Abstract of Keynote Speech

Although Lesson Study is increasingly being acknowledged as an effective model of teacher professional development, not all Lesson Study teacher teams seem to work equally well. Recent research has shed light on the importance of teacher dialogues and their quality as the reason behind more successful Lesson Study teams. In this research, teacher talk is viewed as the manifestation of the thinking processes that teachers go through when jointly planning and reflecting on research lessons, making in this way the learning of teachers visible. In this keynote, I will argue that teachers need to develop an awareness of their use of dialogue in order to foster their learning gains when participating in Lesson Study. I will shed light on tools that can support teachers’ dialogues, but also on the role of facilitators in promoting productive forms of teacher dialogues. I propose that this should be an integral part of the multi-layered role of the facilitator, as a way to build teacher autonomy in the implementation of Lesson Study.

Jongsung Kim

Jongsung Kim is an Associate Professor at Hiroshima University, where he teaches social studies methods courses and runs international research projects and student exchange programs. As a Korean “stranger” in a Japanese classroom (Simmel, 1950), he has seen the familiar as unfamiliar in Japan, brought new ideas that do not originate from Japan, and bridged the Japanese academia with others outside the country. In the context that lesson study has taken for granted, Dr. Kim has explored the sociocultural context that has supported lesson study in Japan, critically examined the current situation of Japanese lesson study, and made suggestions to improve it.

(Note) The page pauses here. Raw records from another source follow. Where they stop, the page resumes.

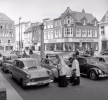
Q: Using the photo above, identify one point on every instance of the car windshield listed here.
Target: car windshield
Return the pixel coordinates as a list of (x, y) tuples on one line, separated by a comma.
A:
[(92, 60), (32, 64)]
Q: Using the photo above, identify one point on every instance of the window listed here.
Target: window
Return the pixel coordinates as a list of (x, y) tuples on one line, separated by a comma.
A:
[(8, 41), (89, 32), (68, 32), (45, 35), (68, 20), (84, 22), (102, 31), (56, 34), (78, 32)]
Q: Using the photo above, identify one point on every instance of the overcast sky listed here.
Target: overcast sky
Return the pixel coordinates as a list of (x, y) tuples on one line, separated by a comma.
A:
[(36, 10)]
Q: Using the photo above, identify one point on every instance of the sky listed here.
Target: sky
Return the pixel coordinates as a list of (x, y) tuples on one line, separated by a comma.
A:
[(37, 10)]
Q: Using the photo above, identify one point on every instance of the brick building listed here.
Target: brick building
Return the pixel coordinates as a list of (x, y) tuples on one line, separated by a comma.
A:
[(72, 30), (7, 33)]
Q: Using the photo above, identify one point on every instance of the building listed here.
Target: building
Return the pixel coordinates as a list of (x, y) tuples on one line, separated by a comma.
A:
[(7, 33), (103, 30), (32, 36), (72, 30), (23, 26)]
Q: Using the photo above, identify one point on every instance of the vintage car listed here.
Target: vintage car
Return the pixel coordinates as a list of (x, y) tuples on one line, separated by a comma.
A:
[(8, 61), (52, 65), (91, 67), (28, 72)]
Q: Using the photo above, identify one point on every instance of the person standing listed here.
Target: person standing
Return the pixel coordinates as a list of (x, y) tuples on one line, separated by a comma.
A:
[(75, 78), (62, 81)]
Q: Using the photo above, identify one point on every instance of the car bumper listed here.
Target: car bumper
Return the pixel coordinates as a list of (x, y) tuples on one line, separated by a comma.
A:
[(38, 83), (104, 75)]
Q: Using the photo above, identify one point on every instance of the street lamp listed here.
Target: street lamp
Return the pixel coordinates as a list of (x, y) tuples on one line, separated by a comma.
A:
[(19, 32), (42, 40)]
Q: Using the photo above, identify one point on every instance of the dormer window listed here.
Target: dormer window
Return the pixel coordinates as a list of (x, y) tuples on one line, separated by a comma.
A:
[(68, 20)]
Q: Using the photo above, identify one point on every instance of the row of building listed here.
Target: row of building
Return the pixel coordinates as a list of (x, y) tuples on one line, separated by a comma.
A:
[(70, 31)]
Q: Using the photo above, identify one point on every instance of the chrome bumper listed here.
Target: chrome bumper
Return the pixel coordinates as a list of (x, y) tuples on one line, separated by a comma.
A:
[(38, 83)]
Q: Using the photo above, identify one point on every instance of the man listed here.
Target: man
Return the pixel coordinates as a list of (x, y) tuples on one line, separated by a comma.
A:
[(75, 78)]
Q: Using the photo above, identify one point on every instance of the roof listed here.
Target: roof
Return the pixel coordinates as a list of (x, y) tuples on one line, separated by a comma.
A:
[(103, 18), (4, 17)]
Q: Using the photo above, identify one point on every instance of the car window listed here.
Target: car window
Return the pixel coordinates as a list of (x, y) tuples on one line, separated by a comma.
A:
[(101, 60), (81, 61)]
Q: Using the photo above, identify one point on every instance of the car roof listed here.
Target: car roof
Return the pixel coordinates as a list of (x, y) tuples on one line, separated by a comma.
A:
[(26, 59)]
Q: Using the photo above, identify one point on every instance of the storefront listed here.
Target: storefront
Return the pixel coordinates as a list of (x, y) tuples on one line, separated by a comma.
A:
[(80, 44)]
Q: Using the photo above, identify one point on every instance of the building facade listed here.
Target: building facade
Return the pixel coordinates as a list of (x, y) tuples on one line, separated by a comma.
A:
[(7, 33), (72, 30), (103, 30), (20, 29)]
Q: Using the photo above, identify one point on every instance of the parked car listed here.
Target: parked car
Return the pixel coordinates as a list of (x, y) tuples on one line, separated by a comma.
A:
[(91, 67), (52, 65), (8, 61), (28, 72), (1, 59)]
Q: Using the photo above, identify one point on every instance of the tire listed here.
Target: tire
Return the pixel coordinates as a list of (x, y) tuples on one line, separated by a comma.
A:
[(22, 83), (93, 75)]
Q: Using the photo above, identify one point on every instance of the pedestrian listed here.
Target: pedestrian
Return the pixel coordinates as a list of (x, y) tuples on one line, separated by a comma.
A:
[(77, 52), (62, 81), (75, 78)]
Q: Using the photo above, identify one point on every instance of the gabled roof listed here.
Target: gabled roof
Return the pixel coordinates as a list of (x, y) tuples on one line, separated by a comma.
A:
[(103, 18), (4, 17)]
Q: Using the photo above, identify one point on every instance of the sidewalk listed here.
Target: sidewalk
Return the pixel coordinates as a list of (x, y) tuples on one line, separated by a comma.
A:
[(11, 92)]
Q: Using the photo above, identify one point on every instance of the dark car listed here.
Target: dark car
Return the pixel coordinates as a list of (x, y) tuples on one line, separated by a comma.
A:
[(91, 67)]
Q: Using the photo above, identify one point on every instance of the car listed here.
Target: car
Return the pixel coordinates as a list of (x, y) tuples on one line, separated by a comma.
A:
[(29, 72), (51, 64), (8, 61), (91, 67)]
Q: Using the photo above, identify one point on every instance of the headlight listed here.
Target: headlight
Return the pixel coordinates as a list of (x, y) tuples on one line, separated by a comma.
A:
[(100, 72)]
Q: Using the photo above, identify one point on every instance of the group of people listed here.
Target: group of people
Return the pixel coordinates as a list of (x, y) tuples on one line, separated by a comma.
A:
[(61, 68)]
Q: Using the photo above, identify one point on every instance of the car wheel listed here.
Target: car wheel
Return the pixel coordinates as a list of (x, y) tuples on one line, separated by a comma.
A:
[(47, 84), (92, 75), (23, 83)]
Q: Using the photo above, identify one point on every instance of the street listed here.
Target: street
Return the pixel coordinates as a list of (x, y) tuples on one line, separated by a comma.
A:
[(88, 90)]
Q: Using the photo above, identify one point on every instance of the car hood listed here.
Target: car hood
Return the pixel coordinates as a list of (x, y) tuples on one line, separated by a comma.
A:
[(36, 73), (100, 65)]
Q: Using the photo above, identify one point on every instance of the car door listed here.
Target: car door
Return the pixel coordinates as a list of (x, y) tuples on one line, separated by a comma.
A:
[(82, 65)]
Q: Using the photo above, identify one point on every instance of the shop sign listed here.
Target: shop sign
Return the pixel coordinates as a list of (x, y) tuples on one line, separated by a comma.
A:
[(52, 41), (86, 40)]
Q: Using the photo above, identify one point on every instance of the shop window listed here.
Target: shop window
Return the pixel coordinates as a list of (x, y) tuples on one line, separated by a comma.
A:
[(102, 31), (89, 32)]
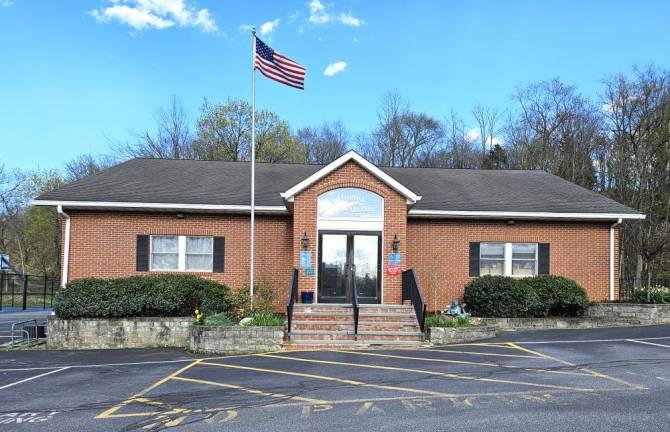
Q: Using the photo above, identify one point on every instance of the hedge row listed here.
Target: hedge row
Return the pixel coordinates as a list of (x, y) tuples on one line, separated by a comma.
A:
[(155, 295), (539, 296)]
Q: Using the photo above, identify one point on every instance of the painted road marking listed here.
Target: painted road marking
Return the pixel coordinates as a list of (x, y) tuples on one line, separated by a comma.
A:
[(541, 370), (586, 341), (648, 343), (32, 378), (590, 371), (329, 378), (433, 373), (250, 390)]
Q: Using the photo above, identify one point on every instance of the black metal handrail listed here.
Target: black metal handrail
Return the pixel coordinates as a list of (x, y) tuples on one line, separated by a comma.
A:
[(354, 301), (412, 292), (292, 296)]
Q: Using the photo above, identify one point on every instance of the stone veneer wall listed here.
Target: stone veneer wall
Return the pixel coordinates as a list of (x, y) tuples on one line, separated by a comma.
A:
[(235, 340), (103, 333)]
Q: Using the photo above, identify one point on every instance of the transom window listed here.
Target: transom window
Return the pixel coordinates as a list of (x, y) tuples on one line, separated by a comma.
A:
[(508, 259), (182, 253)]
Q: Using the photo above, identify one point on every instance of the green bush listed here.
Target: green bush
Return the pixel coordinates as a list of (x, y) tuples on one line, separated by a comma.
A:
[(558, 296), (154, 295), (264, 297), (259, 318), (439, 320), (654, 295), (221, 319), (500, 297)]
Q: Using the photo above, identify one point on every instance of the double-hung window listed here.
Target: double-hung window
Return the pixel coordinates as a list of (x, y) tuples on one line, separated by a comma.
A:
[(182, 253), (508, 259)]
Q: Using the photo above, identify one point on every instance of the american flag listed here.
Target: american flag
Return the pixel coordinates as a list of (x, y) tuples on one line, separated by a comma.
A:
[(277, 67)]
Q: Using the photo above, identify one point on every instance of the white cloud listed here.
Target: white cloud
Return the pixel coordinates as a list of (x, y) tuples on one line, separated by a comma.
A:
[(349, 19), (157, 14), (335, 68), (269, 27)]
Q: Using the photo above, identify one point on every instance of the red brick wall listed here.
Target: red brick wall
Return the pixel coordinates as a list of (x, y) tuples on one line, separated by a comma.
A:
[(439, 249), (395, 221), (103, 244)]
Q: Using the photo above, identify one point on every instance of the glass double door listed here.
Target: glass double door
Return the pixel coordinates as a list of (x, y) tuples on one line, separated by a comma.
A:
[(348, 260)]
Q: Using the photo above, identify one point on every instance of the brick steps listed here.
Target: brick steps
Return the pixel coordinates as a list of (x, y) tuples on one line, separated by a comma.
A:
[(332, 327)]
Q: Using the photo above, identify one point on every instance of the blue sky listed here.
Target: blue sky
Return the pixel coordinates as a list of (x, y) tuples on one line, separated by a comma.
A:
[(77, 75)]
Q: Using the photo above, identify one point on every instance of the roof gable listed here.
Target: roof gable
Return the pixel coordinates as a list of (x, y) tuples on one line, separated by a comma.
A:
[(351, 155)]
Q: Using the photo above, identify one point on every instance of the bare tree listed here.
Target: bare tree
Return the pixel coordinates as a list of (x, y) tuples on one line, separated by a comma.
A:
[(172, 138), (324, 143), (488, 122)]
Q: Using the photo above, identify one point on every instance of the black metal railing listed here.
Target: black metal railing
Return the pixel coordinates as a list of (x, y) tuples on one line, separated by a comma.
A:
[(25, 292), (412, 292), (354, 301), (627, 287), (292, 296)]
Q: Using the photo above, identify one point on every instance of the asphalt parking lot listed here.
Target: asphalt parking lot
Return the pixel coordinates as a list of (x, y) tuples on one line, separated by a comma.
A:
[(606, 379)]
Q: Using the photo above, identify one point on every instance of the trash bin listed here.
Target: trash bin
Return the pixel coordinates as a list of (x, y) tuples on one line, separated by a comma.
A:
[(307, 297)]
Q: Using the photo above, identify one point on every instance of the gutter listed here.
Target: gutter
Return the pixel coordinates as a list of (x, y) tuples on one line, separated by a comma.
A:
[(66, 246), (612, 227)]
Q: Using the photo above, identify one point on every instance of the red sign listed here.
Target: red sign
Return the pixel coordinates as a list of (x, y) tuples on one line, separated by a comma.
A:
[(393, 270)]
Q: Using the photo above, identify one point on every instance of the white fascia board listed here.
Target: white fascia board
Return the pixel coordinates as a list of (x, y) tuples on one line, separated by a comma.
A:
[(160, 206), (351, 156), (455, 214)]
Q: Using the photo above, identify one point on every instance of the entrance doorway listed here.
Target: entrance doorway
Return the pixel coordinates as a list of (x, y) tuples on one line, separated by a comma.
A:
[(348, 259)]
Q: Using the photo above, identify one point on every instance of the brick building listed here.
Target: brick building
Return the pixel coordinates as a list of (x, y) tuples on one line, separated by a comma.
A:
[(345, 224)]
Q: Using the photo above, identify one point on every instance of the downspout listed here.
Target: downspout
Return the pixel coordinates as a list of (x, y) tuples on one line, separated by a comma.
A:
[(614, 225), (66, 246)]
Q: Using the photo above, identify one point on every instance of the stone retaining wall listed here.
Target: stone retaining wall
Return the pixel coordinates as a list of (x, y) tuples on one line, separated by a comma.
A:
[(235, 340), (102, 333), (553, 323), (646, 314), (451, 335)]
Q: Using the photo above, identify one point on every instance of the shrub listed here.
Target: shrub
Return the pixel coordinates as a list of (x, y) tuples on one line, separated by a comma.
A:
[(264, 297), (221, 319), (439, 320), (558, 296), (499, 297), (655, 295), (154, 295), (259, 318)]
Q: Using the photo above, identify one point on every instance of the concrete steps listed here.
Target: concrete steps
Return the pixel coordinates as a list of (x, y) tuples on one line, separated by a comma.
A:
[(332, 326)]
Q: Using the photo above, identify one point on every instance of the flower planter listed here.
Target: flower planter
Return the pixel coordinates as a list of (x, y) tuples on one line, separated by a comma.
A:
[(451, 335), (235, 339)]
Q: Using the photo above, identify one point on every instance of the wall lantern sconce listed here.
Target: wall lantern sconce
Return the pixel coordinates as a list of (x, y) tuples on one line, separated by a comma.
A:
[(395, 244), (305, 241)]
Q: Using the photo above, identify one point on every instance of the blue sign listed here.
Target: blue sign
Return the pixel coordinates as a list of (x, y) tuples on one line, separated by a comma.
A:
[(305, 259), (4, 262)]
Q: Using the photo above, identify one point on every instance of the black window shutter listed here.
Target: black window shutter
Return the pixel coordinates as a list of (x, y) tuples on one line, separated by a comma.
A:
[(474, 259), (219, 254), (142, 253), (543, 258)]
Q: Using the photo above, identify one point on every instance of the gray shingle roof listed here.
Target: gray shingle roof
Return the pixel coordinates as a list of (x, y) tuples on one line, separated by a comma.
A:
[(228, 183)]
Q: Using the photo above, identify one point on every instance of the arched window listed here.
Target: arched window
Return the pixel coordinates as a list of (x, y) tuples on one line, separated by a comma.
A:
[(339, 208)]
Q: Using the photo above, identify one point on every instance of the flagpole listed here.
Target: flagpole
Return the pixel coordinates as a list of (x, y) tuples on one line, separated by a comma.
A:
[(253, 163)]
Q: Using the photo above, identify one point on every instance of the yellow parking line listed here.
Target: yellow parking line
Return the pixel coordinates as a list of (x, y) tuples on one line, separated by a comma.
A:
[(433, 373), (328, 378), (107, 413), (451, 361), (250, 390), (589, 371)]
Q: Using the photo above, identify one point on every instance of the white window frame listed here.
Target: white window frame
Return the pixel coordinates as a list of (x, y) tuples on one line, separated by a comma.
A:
[(508, 259), (181, 257)]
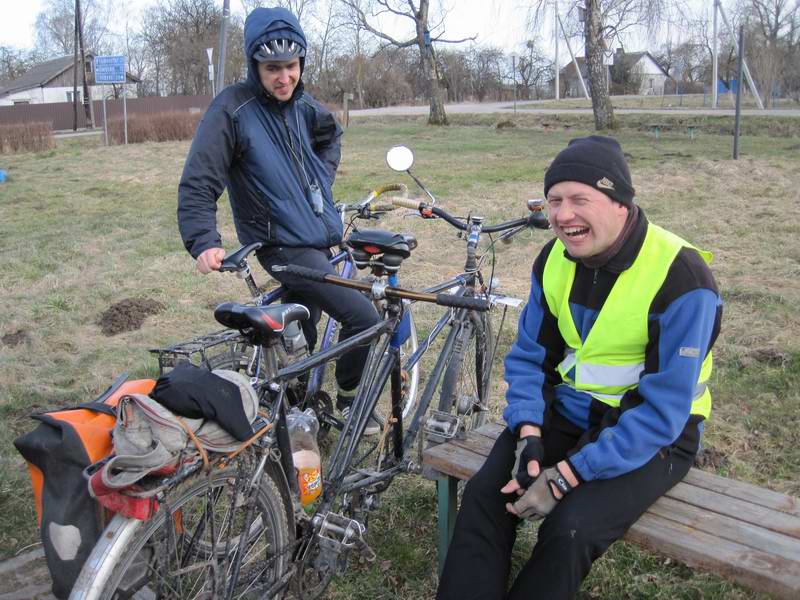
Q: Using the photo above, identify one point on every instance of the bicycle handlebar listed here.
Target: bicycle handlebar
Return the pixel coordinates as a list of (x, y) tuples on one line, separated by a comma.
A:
[(536, 219), (389, 291)]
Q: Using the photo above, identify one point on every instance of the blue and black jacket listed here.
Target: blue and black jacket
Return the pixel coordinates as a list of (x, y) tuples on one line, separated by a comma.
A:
[(267, 153), (687, 308)]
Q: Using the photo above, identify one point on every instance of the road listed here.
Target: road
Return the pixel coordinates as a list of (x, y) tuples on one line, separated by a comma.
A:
[(506, 107)]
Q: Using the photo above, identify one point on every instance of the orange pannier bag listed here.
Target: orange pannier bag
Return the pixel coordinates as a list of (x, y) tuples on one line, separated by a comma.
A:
[(64, 443)]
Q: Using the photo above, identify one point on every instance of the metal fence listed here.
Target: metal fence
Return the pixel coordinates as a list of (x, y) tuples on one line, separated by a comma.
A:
[(60, 114)]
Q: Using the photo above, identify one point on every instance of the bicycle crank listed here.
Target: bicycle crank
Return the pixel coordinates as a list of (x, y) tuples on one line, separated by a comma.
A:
[(338, 536)]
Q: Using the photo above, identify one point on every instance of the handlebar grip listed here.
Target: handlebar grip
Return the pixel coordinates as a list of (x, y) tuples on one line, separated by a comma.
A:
[(407, 203), (463, 302), (303, 272)]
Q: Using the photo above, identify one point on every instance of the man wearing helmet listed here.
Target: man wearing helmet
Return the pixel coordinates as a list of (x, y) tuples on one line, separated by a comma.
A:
[(276, 149)]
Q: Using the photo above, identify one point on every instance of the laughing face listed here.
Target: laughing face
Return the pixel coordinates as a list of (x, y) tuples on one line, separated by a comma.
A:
[(586, 220)]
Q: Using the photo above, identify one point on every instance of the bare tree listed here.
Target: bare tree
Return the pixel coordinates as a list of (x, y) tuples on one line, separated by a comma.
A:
[(775, 26), (533, 68), (55, 26), (423, 38)]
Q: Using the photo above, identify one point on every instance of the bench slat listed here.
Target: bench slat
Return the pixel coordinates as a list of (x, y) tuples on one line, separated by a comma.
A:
[(744, 491), (742, 510), (453, 461), (758, 570), (727, 527)]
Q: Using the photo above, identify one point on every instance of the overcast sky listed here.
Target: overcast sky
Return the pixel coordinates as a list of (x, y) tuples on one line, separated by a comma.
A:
[(496, 22)]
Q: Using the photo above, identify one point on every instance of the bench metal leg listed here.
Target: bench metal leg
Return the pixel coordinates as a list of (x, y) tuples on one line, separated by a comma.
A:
[(447, 495)]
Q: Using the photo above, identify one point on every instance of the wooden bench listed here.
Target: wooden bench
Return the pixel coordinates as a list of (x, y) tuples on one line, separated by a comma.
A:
[(740, 531), (656, 129)]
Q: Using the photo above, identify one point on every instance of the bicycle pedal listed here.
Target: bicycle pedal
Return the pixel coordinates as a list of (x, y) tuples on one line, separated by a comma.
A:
[(441, 427), (339, 535)]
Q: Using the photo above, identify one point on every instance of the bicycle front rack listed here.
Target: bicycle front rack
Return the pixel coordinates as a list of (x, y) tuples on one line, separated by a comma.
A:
[(199, 350)]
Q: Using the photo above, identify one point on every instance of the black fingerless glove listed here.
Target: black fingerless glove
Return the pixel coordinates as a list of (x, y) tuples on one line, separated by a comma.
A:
[(528, 448)]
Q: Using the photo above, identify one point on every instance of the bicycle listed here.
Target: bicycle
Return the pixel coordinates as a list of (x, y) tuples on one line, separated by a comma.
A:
[(231, 525), (468, 353)]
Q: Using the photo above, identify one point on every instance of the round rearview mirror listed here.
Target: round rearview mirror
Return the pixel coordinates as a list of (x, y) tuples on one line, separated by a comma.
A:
[(399, 158)]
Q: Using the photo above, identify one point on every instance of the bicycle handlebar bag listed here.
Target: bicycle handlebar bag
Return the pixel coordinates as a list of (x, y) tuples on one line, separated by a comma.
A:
[(65, 442)]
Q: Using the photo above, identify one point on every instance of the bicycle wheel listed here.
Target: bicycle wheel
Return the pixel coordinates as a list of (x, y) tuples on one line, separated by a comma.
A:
[(465, 385), (410, 378), (190, 548)]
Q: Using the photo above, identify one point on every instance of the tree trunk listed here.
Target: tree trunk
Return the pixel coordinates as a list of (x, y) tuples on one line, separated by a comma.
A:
[(597, 71), (87, 98), (435, 96), (437, 115)]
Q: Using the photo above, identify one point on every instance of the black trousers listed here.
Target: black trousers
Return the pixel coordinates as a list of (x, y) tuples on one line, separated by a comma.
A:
[(580, 528), (351, 308)]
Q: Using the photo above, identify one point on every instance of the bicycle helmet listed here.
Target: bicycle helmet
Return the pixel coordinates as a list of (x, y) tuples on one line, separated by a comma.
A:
[(278, 51)]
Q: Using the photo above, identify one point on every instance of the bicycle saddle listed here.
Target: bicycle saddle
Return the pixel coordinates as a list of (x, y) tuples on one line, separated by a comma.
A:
[(259, 323), (378, 241), (235, 260)]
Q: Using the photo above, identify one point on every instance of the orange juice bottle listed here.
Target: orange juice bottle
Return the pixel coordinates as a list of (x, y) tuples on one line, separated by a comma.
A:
[(303, 428)]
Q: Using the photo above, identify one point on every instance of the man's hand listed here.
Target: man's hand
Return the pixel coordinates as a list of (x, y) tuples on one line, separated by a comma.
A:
[(210, 260), (542, 497)]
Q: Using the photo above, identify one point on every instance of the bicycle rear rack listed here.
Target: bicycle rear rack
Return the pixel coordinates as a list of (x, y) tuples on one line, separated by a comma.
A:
[(338, 535), (199, 350), (441, 427)]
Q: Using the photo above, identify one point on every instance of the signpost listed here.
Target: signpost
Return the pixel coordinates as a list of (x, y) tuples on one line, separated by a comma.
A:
[(111, 69)]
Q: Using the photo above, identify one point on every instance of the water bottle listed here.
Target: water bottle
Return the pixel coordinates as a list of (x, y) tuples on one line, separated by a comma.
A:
[(303, 428), (293, 340), (315, 199)]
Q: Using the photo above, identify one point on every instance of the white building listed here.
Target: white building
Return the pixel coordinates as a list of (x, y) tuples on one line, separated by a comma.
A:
[(639, 68), (52, 81)]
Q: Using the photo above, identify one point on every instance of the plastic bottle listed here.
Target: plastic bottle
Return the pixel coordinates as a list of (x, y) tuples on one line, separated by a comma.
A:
[(303, 428), (293, 339)]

In 2021, he edited a book published as the WALS-Routledge Lesson Study Series, “Lesson Study-based Teacher Education: The Potential of the Japanese Approach in Global Settings,” with his colleagues.

 

Abstract of Keynote Speech

Suppose lesson study as a “lesson” in teacher education, which aims at the participants’ professional development with a specific curriculum and instruction. In that case, lesson study becomes a subject of “lesson” study that can be observed, analyzed, and reflected on with other facilitators. With this understanding, I have done lesson study about lesson study with my critical friends in order to become a better lesson study facilitator. In this keynote speech, I share my journey of struggle and growth as a mirror that audiences can refer to in their own contexts and argue that facilitators’ talk can be an approach to the professional development of lesson study facilitators. Firstly, as a Korean “stranger” in a Japanese classroom (Simmel, 1950), I illustrate the sociocultural context that supports the existence of lesson study facilitators and critique the lack of opportunities for lesson study facilitators’ professional development. Secondly, I showcase my self-study about my role as a Korean lesson study facilitator in a Japanese classroom. I argue that exploring the relationship between a lesson study facilitator’s performance and their identity benefits their professional development. Thirdly and finally, I introduce a case of lesson study about lesson study that I conducted with my critical friends. I argue that talking in a lesson-mediated public sphere that goes beyond “borders” created by facilitators’ expertise and specialties, which interferes with discussing a lesson with other facilitators, enables the facilitators to relativize their performance in lesson study and grow as better facilitators.